說來也是好笑,景御表面上說不擔心陳堪,但是暗中卻來拜託自己給他想個救命的法子,那個嘴壞但心腸卻不壞的半妖讓敖玄有種欣賞的認同。只是若被敖玄知道了,當初在龍王界把他那寶貝弟弟拐走的人,正是眼前這個很對他胃口的男人的話會作何感想。
林石鎮距離柳州城大約也就是三十多的路程裡的路程,半日的時光就足夠了,差不多到了正午時分,林石鎮的鎮民們回到了他們生活繁衍的那一方小小的水土故鄉,而就在大家動手在山林裡砍伐樹木搭建臨時住所的時候,敖玄清晰地感受到了大地無聲傳遞著的恐怖之音,以及自己交給景御的法寶被啟動的感覺。
柳州城果然出事了。
第五章
送走了敖玄等一行人後,藥坊的後院就剩下陳堪和景御兩人在那裡大眼瞪小眼了,距離正午還有好幾個時辰,一時間兩人似乎都沒有辦法找到什麼事情做,於是在陳堪的建議下,景御勉為其難地答應陳堪陪他下棋消磨。
要知道景御的棋藝可不簡單,甚至稱其為棋聖也不為過,在人界數百年的歲月裡,景御和太多太多的棋手交過手,就算是簡單的經驗積累也足夠名揚棋壇了,而陳堪也喜歡下棋,因為棋枰上的君子之爭,即能夠磨練修道者的耐心更能夠打法那孤寂漫長的修道人生。
不過景御和陳堪認識快三十年了,景御卻很少願意陪陳堪下棋,原因很簡單因為陳堪是個很標準的臭棋簍子。
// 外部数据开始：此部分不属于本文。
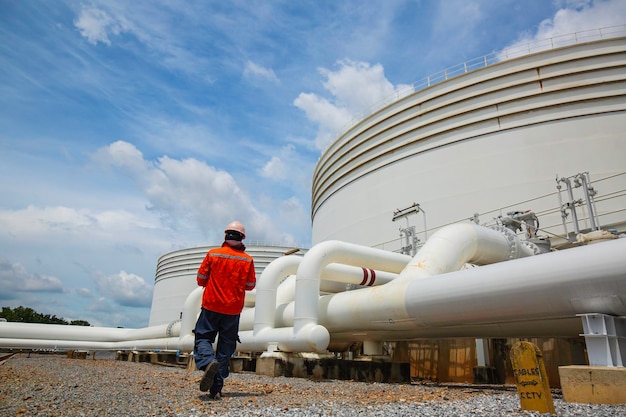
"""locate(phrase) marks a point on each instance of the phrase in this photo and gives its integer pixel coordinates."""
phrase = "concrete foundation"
(593, 384)
(365, 371)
若說景御打著呵欠隨手能夠贏上陳堪十幾局還不足以體現陳堪的棋藝之臭的話,那麼景御和陳堪下棋就算是閉著眼睛下照樣能夠贏的情況,該足以說明問題了。所以平常景御寧可和陳堪聊天、或者被這個臭道士唸到臭頭,也絕對不陪這臭棋簍子下棋,用景御的話來說,那純粹是自己找罪受。
所以難得今天景御答應陪自己下棋,陳堪自然高興得不得了,當然景御也不指望陳堪會突然開竅,詭異地贏上自己兩盤,三局對局陳堪一如既往地以完敗告終。
「我果然沒有下棋的天分啊。」輸了個徹底的陳堪感慨地長嘆。不過景御卻不答話,只是不由自主地翻了個白眼要是你每次和這個道士下棋並獲勝的話,那麼同樣的話語你每次都聽到某人重複一遍,三十多年聼下來,估計你也會是同樣的表情。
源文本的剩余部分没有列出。